The lower jaw when chewing moves not only up and down, but also forward-backward, and right-left. This is both a grater and a saw. For if the incisors and canines are simple cutting inserts and cones, then starting from premolars, bumps appear on the working surfaces of molars. More precisely, the hillocks( with grooves between them) with multidirectional peaks.

The jaw with teeth is like a saw whose teeth are spread out in different directions. In the case of molar tubercles, this means: laterally and mesially - towards the cheek and towards the tongue, respectively. When the lower jaw moves to the right and left, food is grated between the mesial and lateral tubercles.

In addition, the height of the front and rear

chewing gums is also different, which favors chewing food.

It should also be noted that both the width of the upper jaw and its teeth are larger than those of the lower jaws, and the latter do not occupy a strictly vertical position - they are somewhat unfolded relative to each other. It is this device of the chewing apparatus that facilitates the grinding of food with any properties.

The Spee curve

What you need to know about functional occlusion:

Why the occlusal curves of

Spee, a researcher and practitioner, describe two occlusal curves: sagittal and transversal.

The first is formed by the relief of the working surfaces of molars in the sagittal( longitudinal) direction. When viewed from the front to the back, a segment of the upper jaw with teeth gently rising, and then also gradually decreasing height, forming an arc, arched down( convex) is seen. On the lower jaw there is a corresponding depression - a concave arc. This anatomical formation has a length from small molars to the farthest molar.

sagittal occlusal curve

Sagittal occlusal curve Spee in the forward( left) and reverse( right)

What is the need for the sagittal curve of the occlusion? When the lower jaw is displaced back and forth between the molars of both jaws, free space should be formed, which is physiologically unjustified. Because of this, the load on the frontal teeth increases, while the contact of the chewing teeth is minimal and they work half-heartedly.

Curve Spee reduces energy loss to a minimum, because of the incline of the cutting mandibles of the mandibular molars forward, and the maxillary posterior reaches a higher position of the distal tubercles of the 7th and 8th teeth of the lower jaw, while the mesial mounds of the maxillary teeth are located below the distal.

The conclusion from the above. Due to the difference in heights, the distal tubercles of the lower chewing teeth meet with the mesial teeth at the upper molars, and when the mandible is pulled out, accompanied by its lowering, an optimal degree of occlusion in the sagittal direction is achieved.

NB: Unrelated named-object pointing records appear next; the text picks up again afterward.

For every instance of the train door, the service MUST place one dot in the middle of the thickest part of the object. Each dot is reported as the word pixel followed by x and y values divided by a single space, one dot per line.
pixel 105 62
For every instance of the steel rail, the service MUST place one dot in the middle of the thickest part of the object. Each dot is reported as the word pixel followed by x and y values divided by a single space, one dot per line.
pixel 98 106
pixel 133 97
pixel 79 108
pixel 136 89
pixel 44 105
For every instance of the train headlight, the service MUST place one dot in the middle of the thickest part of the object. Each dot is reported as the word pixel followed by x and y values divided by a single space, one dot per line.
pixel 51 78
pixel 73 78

. Similarly to the sagittal "organized" and transversal arch of the clamping. It is formed due to the difference in the heights of the mesial and lateral tubercles on the molars of the lower jaw. Due to the fact that the cheek( lateral) hillocks are higher, it is seen on the section that the working surfaces form an arc - a line curved downward, that is, concave.

transversal occlusal curve

So, in view of the existence of the transversal occlusal curve, the lumen between the lower and upper molars when the lower jaw is moved to the left and to the right is minimized, and the grinding of food between the lateral chewing tubercles of the lower and mesial upper molars is most complete.